High Court, which has refused other libel cases against Crown Prosecution Services for listing charges, agreed to hear Bukovsky’s case.
At first, the court refused to place the libel hearing ahead of the criminal trial’s May date, prompting Bukovsky to go on an old-fashioned dissident hunger strike to no avail. But in May, the criminal trial was adjourned to December 2016. That places it after the libel hearing, and provides ample time to perform computer forensics on Bukovsky’s laptop to determine if it was hacked.
CPS is expected to be unrepentant. A victory will reprimand CPS, but more important, a judgment that CPS published a libelous document will publicly raise the question of whether a trove of abhorrent content, found on a man of lifelong integrity’s laptop, might simply be more clever provokatsia for a writer than poisoning him.
CPS was, indeed, unrepentant. What do you make of its legal reasoning? I find it outrageous: No, the public at large doesn’t know that “making indecent images” might have a special legal meaning, nor do they assume it. The first thing everyone with whom I’ve discussed this has said is, “Yes, but he didn’t just have them on his computer — he was charged with making them.” When I show them the statute in question and point out that the term compasses “having the file on your computer,” they’re astonished.
Here’s the full text of the ruling, which includes such passages as this:
- The phrase “making [a] photograph” is in any event not one that ordinary people would readily recognise as a description of pressing the button on a camera. It looks like technical usage, not everyday language. Mr Callus argues that some professional photographers use such language to describe what they do. I am sure that is so. But that does not help one decide what the ordinary reader would take away from the use of the term to describe a criminal charge against Mr Bukovsky. In my view, this unusual use of language would put the ordinary reader on guard.
- Everybody knows that the process of making, that is creating or producing, a photograph can involve a wide range of activities.

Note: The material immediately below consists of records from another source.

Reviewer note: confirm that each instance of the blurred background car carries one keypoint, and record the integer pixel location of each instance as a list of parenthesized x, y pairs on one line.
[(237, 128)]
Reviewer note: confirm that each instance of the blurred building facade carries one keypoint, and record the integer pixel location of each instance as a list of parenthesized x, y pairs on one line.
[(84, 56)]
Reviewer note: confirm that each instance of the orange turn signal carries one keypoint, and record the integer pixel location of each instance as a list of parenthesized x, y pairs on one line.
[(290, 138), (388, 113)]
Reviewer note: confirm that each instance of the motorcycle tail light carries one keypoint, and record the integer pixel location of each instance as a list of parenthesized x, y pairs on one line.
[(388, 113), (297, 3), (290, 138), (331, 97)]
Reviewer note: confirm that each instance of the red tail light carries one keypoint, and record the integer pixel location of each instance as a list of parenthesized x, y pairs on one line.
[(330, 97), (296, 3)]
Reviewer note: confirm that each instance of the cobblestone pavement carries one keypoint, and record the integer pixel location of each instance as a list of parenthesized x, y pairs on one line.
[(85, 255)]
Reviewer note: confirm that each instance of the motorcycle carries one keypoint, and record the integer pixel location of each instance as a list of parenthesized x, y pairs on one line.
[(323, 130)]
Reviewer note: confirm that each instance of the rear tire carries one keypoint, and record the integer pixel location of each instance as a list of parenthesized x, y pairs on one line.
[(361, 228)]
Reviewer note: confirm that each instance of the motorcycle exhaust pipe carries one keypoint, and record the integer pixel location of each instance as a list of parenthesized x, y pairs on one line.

A person “makes” a photograph if they develop it from film, for example, or if they participate in the process of printing it from a digital image. There is nothing in the Charging Announcement to indicate that in levelling this charge at this defendant the CPS were alleging any particular role, or adopting any particular meaning of “making”, limited to or involving the physical presence of the defendant at the indecent scene in the guise of photographer. In my judgment the reasonable reader, not avid for scandal, would not infer that this is what the CPS was alleging. It would not be naïve for a reader to say to themselves or another that it was clear from the Charging Announcement that the CPS was alleging some form of participation in the creation of an indecent photograph, but unclear precisely what the factual allegation was. It is possible, I suppose, that some reader might think that Mr Bukovsky played the role of the photographer. But that would represent supposition or speculation. There is nothing in the wording to justify the conclusion that this was the CPS’s case. At best it would represent a “strained, forced or unreasonable” interpretation of the Announcement.
Do you think it’s a “strained, forced or unreasonable” interpretation of the phrase? Empirically, I’ve tested it: One hundred percent of the people I’ve asked, even after I’ve explained the case, say, “Yes, but he didn’t just have photos — he made them.” Everyone I’ve asked understands that photos may readily be planted on a computer, and are particularly apt to be planted on your computer if you’re an enemy of Vladimir Putin. But once they see the word “made,” they think, “Oh, there must be a fire with that smoke.”